Tak hanya itu, lanjutnya dibelakang sekolah juga dibuatkan tempat yang digunakan untuk mengolah kompos.
“Karena dasar saya yang pertama itu, apa sich yang dimiliki sekolah ini, begitu luasnya, itu pikiran saya pertama kali masuk sekolah ini,” terangnya.
Saat dilihat di seputar sekolah ini, ternyata banyak sampahnya, karena luasnya 2,5 hektar dan disini banyak pohon.
“Karena pohon-pohonnya besar banget, dilihat sampah. Bahkan, tukang sapu kita bisa membawa dua tempat sampah untuk diseret nyapu itu. Saya suruh, yang satu pakai buat daun saja atau tempat kompos dan satu lagi untuk sampah plastik, botol dan segala macam, khan anak-anak buat minum. Jadi, bisa dipakai satu tempat sampah untuk non kompos,” paparnya.
Setelah itu, pihaknya mulai membuat bak yang digunakan untuk tempat daun-daun dari ranting pohon. Kemudian, dibelikan alat-alat untuk memilah atau mencacah kompos dan daun-daun tersebut.

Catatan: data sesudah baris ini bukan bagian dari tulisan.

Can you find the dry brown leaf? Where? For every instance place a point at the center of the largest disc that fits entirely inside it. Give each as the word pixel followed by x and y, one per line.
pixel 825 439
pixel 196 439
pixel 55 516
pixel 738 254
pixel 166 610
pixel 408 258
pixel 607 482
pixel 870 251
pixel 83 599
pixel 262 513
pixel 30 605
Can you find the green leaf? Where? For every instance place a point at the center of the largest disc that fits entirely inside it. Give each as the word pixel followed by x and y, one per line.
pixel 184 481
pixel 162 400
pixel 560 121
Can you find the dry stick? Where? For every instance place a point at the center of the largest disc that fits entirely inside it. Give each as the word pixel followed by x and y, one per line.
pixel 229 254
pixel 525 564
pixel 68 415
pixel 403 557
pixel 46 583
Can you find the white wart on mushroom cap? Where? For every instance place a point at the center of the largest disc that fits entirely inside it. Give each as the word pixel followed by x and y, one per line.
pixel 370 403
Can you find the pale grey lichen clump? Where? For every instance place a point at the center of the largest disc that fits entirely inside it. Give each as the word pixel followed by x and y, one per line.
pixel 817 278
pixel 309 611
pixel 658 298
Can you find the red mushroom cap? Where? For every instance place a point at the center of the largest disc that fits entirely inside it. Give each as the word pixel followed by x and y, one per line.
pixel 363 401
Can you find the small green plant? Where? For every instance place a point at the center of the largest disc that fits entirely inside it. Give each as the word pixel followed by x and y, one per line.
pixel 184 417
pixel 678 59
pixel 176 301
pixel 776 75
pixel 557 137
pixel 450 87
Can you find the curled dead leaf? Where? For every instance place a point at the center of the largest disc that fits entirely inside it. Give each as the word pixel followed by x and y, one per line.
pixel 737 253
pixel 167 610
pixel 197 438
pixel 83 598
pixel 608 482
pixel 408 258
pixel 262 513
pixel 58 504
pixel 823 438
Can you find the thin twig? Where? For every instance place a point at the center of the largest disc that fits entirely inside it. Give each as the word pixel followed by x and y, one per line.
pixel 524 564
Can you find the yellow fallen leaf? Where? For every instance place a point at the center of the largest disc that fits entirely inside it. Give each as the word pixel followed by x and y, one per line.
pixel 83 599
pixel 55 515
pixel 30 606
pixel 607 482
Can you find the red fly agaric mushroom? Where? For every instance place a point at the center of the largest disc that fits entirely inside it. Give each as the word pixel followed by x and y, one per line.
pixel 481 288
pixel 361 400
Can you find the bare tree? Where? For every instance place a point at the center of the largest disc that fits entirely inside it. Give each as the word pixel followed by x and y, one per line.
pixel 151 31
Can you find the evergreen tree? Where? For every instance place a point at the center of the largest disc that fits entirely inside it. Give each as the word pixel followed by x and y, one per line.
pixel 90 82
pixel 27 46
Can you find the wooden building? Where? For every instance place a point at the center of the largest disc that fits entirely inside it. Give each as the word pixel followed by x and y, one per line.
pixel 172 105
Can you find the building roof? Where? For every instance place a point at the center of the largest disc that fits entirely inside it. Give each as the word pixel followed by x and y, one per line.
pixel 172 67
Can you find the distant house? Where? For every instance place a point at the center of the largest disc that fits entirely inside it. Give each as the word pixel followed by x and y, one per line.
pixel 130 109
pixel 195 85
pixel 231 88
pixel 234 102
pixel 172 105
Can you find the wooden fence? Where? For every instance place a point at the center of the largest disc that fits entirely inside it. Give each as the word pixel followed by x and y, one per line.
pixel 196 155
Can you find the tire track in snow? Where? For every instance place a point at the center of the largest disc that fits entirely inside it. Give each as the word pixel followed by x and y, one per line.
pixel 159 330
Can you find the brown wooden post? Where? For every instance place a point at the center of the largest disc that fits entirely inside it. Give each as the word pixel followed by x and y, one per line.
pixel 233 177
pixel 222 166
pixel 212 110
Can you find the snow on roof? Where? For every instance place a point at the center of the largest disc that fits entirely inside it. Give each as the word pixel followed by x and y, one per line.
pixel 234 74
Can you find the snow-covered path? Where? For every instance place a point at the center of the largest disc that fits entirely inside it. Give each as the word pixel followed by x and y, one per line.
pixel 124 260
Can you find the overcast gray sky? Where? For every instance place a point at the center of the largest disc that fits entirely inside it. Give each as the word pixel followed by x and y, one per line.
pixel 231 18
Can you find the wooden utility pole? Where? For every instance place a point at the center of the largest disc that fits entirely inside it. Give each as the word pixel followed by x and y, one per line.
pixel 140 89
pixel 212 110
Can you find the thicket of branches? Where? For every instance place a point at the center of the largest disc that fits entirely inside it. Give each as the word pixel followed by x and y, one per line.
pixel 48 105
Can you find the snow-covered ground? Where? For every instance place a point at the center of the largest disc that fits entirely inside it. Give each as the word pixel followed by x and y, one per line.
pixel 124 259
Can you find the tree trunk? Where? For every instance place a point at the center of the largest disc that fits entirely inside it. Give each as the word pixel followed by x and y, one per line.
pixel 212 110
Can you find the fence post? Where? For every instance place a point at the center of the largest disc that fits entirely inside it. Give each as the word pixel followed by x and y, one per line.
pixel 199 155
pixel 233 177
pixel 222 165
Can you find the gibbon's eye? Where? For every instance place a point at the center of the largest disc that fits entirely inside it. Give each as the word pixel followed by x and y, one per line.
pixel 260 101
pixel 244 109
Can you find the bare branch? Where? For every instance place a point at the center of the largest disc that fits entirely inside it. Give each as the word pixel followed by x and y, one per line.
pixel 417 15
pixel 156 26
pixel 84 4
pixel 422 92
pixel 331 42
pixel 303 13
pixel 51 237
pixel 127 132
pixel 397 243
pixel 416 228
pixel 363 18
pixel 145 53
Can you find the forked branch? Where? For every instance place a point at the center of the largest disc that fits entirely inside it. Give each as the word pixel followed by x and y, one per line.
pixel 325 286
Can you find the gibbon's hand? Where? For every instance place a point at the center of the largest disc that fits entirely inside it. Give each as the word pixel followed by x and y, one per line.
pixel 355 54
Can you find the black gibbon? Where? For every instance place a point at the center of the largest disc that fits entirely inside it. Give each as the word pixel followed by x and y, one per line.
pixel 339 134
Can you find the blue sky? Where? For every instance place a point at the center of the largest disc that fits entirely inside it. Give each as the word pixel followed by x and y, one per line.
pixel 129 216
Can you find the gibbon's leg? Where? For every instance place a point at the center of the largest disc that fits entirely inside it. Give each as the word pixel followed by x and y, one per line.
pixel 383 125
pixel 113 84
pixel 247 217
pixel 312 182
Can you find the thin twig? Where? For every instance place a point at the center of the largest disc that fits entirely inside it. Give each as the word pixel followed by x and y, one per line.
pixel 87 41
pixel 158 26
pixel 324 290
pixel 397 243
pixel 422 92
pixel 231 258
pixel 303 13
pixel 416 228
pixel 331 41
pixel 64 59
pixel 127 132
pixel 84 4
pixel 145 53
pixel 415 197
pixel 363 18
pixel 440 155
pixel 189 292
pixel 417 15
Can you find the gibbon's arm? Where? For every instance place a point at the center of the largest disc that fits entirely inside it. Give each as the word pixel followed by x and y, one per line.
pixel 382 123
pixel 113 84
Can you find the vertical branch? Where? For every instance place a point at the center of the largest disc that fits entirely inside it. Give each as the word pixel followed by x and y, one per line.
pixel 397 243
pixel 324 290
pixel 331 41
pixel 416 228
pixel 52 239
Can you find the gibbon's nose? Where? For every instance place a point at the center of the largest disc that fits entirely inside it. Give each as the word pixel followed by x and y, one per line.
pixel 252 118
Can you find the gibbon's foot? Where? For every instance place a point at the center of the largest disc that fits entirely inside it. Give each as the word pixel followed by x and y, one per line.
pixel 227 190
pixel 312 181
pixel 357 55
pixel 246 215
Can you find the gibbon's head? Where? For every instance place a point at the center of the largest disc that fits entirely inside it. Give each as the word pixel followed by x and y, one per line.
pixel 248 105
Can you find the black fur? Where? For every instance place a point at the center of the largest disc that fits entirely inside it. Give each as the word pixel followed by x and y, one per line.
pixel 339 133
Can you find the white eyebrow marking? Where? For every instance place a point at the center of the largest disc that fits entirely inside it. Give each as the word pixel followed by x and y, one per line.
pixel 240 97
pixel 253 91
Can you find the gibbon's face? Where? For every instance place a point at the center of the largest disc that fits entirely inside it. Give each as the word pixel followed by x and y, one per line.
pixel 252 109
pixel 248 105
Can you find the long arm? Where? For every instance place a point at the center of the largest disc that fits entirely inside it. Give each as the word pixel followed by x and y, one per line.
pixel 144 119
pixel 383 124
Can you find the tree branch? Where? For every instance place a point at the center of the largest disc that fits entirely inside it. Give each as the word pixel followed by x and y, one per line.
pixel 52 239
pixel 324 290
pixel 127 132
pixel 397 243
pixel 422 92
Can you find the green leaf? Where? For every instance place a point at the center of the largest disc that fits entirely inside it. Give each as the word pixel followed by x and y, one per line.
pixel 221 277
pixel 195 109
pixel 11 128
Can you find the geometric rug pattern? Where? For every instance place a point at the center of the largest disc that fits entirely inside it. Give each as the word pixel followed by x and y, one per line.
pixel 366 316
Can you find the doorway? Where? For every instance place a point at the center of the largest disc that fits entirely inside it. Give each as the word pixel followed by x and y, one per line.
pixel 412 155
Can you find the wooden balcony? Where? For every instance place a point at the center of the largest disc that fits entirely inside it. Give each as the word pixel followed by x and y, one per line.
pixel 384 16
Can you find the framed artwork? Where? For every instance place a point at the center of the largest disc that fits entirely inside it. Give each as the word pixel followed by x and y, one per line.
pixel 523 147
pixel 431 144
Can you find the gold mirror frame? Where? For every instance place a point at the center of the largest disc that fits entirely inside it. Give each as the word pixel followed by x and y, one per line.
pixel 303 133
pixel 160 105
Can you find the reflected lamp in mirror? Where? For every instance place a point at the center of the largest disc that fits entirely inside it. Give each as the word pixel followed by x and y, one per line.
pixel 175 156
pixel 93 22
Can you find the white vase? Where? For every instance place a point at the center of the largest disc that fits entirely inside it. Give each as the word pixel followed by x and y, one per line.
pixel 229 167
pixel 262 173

“Itu sudah dua tahun lebih, belum ada satu sekolah pun yang melakukan hal itu. Mungkin kota Denpasar baru-baru mulai, tapi kita sudah mulai di sekolah ini, karena bersumber pada induk, itu khan intinya. Jadi, sekolah ini lumayan anak-anak yang ada disini dengan jumlah penduduk 1.500 orang lebih. Jadi, khan tidak ada salahnya saya berpikir, bahwa sekolah ini sebagai tempat belajar bagaimana cara memilah sampah sehingga bisa dimanfaatkan dengan positif oleh mereka,” tegasnya.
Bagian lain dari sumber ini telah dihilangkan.